DAMASCUS(RAHNUMA): Syria began evacuating remaining residents of Al-Hol camp, which long housed relatives of suspected Daesh group fighters, as it empties the formerly Kurdish-controlled facility, two officials told AFP.
Al-Hol, located in a desert region of Hasakah province, had been Syria’s largest camp housing relatives of suspected Daesh fighters.
Last month, the government took over the camp from its Kurdish administrators, who had long run it, as Kurdish forces ceded territory and Damascus extended its control across swathes of Syria’s northeast.
Since then, thousands of family members of foreign militants have left the camp for unknown destinations.
The facility had housed some 24,000 people, mostly Syrians but also Iraqis and more than 6,000 other foreigners of around 40 nationalities.
Fadi Al-Qassem, the official appointed by the government to manage Al-Hol’s affairs, told AFP that “we carried out an evaluation of the camp’s needs and found the camp lacks the basic conditions for habitation, so we made an urgent decision” to move residents to camps in Aleppo province.

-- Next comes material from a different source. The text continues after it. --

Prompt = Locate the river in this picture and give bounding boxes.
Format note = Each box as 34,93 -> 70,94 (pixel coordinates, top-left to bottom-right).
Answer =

Al-Hol camp “will be fully evacuated within a week, and nobody will remain,” he said, adding that “the evacuation started today.”
A government source told AFP on condition of anonymity that “the emergencies and disaster management ministry is working now to evacuate Al-Hol camp” and take residents to a camp in Akhtarin, in the north of Aleppo province.
Vehicles carrying camp residents have already departed for Aleppo province, the source added.
– ‘Significant decrease’ –
Last week, humanitarian sources told AFP that most foreign families had left the Al-Hol camp since the departure of Kurdish forces who previously guarded it, and that the overall camp population had plummeted.
The Kurdish-led Syrian Democratic Forces (SDF) said on January 20 that they had been forced to withdraw from Al-Hol, while the army, which entered the camp the following day, accused them of abandoning the site.
Foreign women and children, including many from Russia, the Caucasus and Central Asia, had lived in the high-security section of the camp, separate from Syrians and Iraqis.
On Monday, the United Nations refugee agency’s spokesperson in Syria, Celine Schmitt, told AFP that “UNHCR has observed a significant decrease in the number of residents in Al-Hol camp in recent weeks.”
“The government has informed UNHCR and partners of its plan to relocate the relatively small remaining caseload in the coming days to Akhtarin camp… and has requested our support to assist the population there,” she said.
“It remains important that the government is able to identify the foreign nationals who have left (Al-Hol) so that appropriate repatriation processes can be pursued,” she added.
Kurdish forces still control the Roj camp in Syria’s northeast, where more relatives of foreign militants are detained and which houses some 2,200 people from around 50 nationalities.
On Monday, Kurdish authorities released 34 Australians from Roj, but they had to return due to coordination issues with Damascus, according to Kurdish officials, while Australia has refused to help them.
Last week, the US military said it had completed the transfer of thousands of Daesh suspects, including many Syrians but also Westerners, to Iraq, after they were held in Kurdish-run prisons in northeast Syria for years.
Human Rights Watch said Tuesday that the roughly 5,700 transferred detainees “are at risk of enforced disappearance, unfair trials, torture, ill-treatment, and violations of the right to life.”
The Kurds had repeatedly urged countries to take back their citizens but most only repatriated a trickle.